The exchange-traded fund industry is getting a shot of new or old blood, as some of the world’s largest money managers see an opportunity in the rapidly expanding ETF universe.
For example, investment houses Neuberger Berman, Morgan Stanley, SEI and Matthews Asia, which together represent $3 trillion in assets under management, have jumped on the ETF bandwagon, signaling the launch or intention to launch their first offering. of ETFs, the Financial Times. informed.
More recently, Putnam Investments also planned to add its first fully transparent ETF alongside its existing non-transparent ETF offerings, according to a separate Financial Times report.
The recent batch of money managers to enter the ETF space follows other financial industry heavyweights like T. Rowe Price, Dimensional Fund Advisors, and Federated Hermes who have embraced the ETF mantra in their bid to gain share of market at the expense of traditional mutual funds.
The surge in interest in ETFs may be due in part to the increasingly competitive landscape as fund management fees continue to fall further and further. Many actively managed traditional mutual funds are facing increased investor scrutiny in light of continued poor performance and high management fees on top of their poor returns. On the other hand, the more efficient ETF structure has made it a cheaper investment tool, especially when compared to the hands-on approach of traditional mutual funds.
“While we believe that mutual funds will continue to provide benefits to many investors, we have seen growing interest from financial intermediaries and end-investors who want to take advantage of the benefits that active ETFs offer,” Jonathan Schuman, global director of distribution for Matthews Asia . he told the Financial Times.
Consequently, in the US, ETF assets rose 185% to $7.2 trillion in the five years ending in 2021, according to the Investment Company Institute, while mutual fund assets rose 65% during the same period. Meanwhile, ETF assets have more than tripled globally to $10.1 trillion since 2015, according to consultancy ETFGI.
“If you’re talking about meeting clients where they are, the ETF tool is one we want to offer alongside our other offerings,” Noel Archard, global head of ETF and portfolio solutions at AB, told the Financial Times.

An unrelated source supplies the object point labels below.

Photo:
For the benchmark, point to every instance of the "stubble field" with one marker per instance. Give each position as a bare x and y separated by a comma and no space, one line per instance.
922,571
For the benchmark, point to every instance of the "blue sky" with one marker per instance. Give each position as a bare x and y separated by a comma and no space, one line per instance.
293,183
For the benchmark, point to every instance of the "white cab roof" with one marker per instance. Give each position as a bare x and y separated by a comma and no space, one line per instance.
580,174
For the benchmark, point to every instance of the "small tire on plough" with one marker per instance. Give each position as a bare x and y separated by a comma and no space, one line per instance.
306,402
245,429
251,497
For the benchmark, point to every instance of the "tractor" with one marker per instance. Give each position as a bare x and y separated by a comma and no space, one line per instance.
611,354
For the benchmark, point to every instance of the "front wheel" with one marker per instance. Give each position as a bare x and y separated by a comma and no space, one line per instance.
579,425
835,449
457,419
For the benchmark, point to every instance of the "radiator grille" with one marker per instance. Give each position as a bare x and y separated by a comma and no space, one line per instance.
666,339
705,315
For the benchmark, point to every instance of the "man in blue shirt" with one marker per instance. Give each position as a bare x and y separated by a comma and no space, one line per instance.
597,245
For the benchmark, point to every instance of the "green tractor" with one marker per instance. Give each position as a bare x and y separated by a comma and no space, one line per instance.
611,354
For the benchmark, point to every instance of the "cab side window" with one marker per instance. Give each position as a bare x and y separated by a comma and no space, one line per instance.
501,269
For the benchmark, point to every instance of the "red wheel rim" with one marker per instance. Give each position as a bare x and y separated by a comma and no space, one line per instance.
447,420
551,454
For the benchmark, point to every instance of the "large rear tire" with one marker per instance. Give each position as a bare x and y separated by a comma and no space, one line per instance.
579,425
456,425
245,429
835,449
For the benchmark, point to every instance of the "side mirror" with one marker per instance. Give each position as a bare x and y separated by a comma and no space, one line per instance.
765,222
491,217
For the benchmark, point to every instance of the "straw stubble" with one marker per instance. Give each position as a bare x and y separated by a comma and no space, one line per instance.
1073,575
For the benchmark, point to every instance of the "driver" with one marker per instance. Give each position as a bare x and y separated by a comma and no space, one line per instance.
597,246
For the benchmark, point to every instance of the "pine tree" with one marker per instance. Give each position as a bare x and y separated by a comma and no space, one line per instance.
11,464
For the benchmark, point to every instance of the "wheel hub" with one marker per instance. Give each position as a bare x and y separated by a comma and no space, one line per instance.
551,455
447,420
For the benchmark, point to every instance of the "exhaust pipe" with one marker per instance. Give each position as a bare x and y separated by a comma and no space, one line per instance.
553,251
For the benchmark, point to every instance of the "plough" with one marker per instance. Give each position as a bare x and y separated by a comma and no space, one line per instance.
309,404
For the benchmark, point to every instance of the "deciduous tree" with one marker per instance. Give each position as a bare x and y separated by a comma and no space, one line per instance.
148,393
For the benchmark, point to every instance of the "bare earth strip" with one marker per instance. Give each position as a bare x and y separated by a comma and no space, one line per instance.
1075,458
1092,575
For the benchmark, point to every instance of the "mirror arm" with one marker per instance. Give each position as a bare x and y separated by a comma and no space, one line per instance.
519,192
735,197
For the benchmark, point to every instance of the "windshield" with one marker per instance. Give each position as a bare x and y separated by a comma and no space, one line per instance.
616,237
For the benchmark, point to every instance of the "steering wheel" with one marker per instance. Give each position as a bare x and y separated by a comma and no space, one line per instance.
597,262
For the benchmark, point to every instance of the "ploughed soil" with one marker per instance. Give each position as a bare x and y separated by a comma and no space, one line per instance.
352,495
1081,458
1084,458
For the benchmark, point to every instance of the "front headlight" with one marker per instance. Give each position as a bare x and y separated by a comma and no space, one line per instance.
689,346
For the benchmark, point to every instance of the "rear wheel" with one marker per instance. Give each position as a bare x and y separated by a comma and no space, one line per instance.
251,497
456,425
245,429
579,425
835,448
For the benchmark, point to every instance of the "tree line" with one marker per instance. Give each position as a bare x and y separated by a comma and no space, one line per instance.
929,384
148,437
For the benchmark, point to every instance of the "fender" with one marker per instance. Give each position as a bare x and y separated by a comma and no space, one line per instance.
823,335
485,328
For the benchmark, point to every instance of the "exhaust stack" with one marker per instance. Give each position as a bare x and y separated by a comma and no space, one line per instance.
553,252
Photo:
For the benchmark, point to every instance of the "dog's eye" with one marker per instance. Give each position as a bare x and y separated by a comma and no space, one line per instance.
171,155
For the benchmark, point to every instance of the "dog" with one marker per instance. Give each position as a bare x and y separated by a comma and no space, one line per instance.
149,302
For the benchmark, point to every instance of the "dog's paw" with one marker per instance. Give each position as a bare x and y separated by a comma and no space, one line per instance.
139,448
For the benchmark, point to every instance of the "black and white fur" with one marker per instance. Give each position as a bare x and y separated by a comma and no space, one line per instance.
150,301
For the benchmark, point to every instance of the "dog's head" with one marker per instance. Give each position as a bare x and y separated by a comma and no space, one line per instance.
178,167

Recent converts to the ETF industry also pointed to the SEC ruling in 2019 that helped streamline the approval process for ETF exemption relief filings.
“It lowered one of the barriers to entry for a lot of companies that had been thinking about getting into ETFs,” Archard added. “We have a predominantly active footprint. That rule change prompted another look at whether we should introduce [active ETFs].”